The United Kingdom says it will take steps to halt the spread of misinformation about vaccines as a result of losing its "measles-free" status after the highly infectious disease was declared eliminated in the country three years ago, CNN reports.
Measles, which is almost entirely preventable with two doses of vaccine, is making a comeback globally. In the first half of the year, there have been almost three times as many cases as the same time last year. Cases globally are at the highest level since 2006, according to the World Health Organization.
"After a period of progress where we were once able to declare Britain measles free, we've now seen hundreds of cases of measles in the UK this year. One case of this horrible disease is too many, and I am determined to step up our efforts to tackle its spread," Prime Minister Boris Johnson said in a statement.

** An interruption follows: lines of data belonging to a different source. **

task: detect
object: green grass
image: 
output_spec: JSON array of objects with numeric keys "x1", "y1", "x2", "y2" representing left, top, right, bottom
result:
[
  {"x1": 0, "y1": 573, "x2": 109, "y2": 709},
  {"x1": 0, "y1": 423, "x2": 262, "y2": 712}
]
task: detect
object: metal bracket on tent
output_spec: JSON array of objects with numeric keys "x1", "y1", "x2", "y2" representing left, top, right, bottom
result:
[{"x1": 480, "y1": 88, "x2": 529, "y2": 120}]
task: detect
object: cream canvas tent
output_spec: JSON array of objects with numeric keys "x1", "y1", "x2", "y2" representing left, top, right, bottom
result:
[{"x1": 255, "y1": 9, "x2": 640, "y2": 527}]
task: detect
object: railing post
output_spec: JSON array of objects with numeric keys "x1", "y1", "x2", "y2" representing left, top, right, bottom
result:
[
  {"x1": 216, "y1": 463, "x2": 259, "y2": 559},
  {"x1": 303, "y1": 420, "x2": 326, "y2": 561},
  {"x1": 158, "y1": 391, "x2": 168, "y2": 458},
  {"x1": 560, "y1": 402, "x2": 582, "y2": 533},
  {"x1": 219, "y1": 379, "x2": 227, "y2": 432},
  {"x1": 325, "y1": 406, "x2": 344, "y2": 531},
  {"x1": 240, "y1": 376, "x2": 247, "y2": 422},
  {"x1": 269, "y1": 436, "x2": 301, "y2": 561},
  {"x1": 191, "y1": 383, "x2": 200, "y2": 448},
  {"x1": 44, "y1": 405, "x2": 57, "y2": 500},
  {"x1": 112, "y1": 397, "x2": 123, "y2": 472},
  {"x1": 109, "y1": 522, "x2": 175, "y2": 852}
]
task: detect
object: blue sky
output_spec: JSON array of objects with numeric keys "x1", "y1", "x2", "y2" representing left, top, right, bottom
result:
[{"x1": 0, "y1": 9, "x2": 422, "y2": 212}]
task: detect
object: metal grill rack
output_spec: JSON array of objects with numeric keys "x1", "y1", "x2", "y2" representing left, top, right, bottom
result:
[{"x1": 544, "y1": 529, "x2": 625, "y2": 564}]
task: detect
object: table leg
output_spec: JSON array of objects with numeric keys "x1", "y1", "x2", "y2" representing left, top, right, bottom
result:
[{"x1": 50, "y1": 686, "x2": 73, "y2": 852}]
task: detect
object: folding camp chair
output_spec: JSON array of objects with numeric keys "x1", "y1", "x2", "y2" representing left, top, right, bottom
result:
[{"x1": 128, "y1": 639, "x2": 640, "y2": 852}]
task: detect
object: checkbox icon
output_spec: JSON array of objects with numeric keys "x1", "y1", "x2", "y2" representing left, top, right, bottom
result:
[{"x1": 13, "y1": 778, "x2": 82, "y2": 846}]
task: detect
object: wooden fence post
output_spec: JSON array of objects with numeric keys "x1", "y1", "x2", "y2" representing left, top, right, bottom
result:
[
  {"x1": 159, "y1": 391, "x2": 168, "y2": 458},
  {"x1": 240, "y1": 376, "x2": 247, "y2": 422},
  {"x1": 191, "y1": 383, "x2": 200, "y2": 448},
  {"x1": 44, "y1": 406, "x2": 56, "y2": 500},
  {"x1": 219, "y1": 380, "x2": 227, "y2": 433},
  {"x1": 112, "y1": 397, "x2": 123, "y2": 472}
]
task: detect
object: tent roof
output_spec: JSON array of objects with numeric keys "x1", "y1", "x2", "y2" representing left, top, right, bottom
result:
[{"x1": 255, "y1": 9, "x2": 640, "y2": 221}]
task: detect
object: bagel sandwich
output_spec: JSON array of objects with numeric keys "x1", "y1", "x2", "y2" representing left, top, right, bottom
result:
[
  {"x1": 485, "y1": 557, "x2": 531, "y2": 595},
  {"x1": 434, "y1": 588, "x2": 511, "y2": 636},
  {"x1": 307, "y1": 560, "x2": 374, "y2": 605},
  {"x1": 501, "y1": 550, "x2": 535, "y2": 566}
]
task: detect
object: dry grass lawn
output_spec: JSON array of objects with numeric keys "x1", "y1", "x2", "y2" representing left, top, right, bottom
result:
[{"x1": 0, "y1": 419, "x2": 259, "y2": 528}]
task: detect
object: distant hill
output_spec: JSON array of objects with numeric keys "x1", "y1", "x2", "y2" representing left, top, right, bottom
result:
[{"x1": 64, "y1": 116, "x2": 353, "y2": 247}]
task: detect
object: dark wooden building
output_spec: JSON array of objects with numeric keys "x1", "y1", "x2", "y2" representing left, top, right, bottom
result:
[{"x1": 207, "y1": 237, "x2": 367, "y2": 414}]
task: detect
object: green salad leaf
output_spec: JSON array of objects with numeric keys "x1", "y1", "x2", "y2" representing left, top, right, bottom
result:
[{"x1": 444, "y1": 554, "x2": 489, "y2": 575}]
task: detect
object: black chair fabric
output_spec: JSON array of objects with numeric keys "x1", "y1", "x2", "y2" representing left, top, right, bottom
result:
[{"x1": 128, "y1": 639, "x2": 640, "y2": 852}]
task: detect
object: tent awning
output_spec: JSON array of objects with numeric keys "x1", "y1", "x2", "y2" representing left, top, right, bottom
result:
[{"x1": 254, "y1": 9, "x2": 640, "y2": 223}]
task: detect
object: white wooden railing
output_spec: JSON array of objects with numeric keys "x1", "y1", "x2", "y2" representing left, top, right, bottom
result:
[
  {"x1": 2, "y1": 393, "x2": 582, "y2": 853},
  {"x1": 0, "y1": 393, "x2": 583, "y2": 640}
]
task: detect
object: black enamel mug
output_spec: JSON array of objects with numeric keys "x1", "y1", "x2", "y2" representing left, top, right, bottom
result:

"This is a global challenge and there's a number of reasons why people don't get themselves or their children the vaccines they need, but we need decisive action across our health service and society to make sure communities are properly immunized."
Johnson said that that he would summon social media companies "to discuss how they can play their part in promoting accurate information about vaccination." He also said people would be encouraged to have catch-up vaccinations.
Social media has made it easier for vaccine opponents to operate although the pushback on immunization among some groups isn't the only reason behind the upsurge in the disease. Poor access to quality health care, displacement due to conflict, complacency and a lack of awareness also play big roles, according to WHO.
In Europe there have been close to 90,000 cases reported for the first six months of this year, exceeding those recorded for the whole of 2018, while the United States has reported its highest measles case count in 25 years, according to WHO.